Rivard went 6 of 7 from 3 in that one — played on New Mexico’s home court in The Pit — and was clearly pumped for an encore. He was 5 of 9 this time, with three of them coming in the first half, while Harvard was holding a small lead and, more importantly, answering every surge the Lobos (29-6) threw at them. Rivard finished with 17 points.
“I hit my first one, and you know, you hit the shot and then you keep shooting after that, and then I hit another one, so I knew it was going to be a good game after that,” Rivard said.
Christian Webster was more of a role player last year, but jumped to the fore in 2013; he finished with 11 points and was gesturing after each of his three made 3s, even pointing to his forehead after making one from the corner in the first half.
Yep, these smart kids really can play.
“We battled a really good basketball team in a tough environment,” coach Tommy Amaker said. “I’m very proud of our guys.”
Amaker outcoached his contemporary, Steve Alford, exacting revenge of sorts for the time Alford’s Indiana team beat Amaker and Duke back in the 1987 regional semifinals.
“I commend Tommy and his staff and his players,” Alford said. “They made shots. We dodged this bullet a lot this year and were still able to get wins.”
Based on their regular-season and conference tournament victories, the Lobos were a popular pick to head to the Final Four this season. The school even gave Alford a new, 10-year contract Wednesday that called for a $125,000 bonus for a Final Four trip.
They’ll save the money but feel the pain.
The Mountain West Conference, judged one of the top two leagues in college basketball all season, fell to 1-3 so far this week.
And Harvard — yes, that school we’ve all heard of, but not usually this time of year — is moving on.
The university that gave us Jeremy Lin — are we ready now for Crimsanity? — plays Arizona on Saturday.
“YYYYYEEEEESSSSSSSSS!!! HARVARD winssss!!! hahahahhah i told you…. (hash)threepointgoggles (hash)bracketbusters,” was Lin’s Tweet shortly after the victory.
But this year’s Harvard story is not all about the warm-and-fuzzies.
The team lost its two co-captains before the season began because of an academic scandal that involved more than 100 students.
Amaker, who had plenty of experience in rebuilding projects when he coached a Michigan team recovering from NCAA violations, didn’t wave the white flag. He simply asked his team for more.
In stepped freshman point guard Siyani Chambers, who played like a veteran. He wasn’t great against the Lobos, finishing with five points and seven assists, but he kept his team under control, poised and found open players.

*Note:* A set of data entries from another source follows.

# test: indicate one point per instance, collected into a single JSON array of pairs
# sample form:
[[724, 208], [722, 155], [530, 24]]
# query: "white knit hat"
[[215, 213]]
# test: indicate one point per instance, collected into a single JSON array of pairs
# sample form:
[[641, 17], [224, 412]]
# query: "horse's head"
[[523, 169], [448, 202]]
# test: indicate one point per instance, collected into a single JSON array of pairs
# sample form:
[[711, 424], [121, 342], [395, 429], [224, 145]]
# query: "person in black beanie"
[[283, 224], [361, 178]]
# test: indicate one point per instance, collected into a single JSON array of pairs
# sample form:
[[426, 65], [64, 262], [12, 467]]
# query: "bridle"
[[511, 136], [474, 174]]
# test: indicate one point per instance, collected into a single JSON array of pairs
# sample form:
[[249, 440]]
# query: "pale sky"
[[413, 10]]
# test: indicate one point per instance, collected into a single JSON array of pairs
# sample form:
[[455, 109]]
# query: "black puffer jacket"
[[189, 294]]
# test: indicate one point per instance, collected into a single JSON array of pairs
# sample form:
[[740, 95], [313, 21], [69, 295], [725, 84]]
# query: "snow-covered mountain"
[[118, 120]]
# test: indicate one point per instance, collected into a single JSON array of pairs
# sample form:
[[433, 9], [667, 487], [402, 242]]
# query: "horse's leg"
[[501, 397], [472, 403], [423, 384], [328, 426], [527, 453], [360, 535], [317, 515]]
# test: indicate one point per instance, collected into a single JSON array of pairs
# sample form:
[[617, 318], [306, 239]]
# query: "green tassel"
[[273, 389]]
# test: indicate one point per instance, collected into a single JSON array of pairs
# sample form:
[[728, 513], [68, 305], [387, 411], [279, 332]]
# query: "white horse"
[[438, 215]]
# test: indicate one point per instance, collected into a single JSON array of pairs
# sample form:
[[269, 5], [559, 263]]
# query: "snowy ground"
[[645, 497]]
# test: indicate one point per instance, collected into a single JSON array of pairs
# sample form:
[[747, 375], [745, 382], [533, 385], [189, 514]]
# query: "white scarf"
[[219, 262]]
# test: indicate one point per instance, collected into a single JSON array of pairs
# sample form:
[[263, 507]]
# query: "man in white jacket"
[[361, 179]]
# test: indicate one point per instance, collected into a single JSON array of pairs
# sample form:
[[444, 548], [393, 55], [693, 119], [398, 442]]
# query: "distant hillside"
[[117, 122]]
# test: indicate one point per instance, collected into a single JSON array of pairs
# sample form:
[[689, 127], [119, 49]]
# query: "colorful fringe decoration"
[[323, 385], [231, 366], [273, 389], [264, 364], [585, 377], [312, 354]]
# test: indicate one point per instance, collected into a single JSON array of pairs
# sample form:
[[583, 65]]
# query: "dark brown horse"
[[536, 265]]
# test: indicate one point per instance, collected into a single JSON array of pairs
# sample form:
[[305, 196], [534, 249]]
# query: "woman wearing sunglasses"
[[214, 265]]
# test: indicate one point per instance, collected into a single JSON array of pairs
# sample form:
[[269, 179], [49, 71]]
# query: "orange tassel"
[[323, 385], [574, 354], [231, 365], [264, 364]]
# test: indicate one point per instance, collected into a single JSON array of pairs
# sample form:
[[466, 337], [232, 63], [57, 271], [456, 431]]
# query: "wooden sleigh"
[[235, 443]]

The Crimson shot 52 percent for the game — that’s almost 15 percent better than New Mexico’s stingy defense normally allows. When Kenyatta Smith made an 8-foot, left-handed shot to put the Crimson up 59-53 with 4:40 left, Alford called timeout and Amaker ran onto the court to calm his kids down.
They acted like they belonged down the stretch, making five free throws and hanging onto the ball. The buzzer sounded and they stormed the court like any 14 would after beating a 3. But just as quickly, it was over.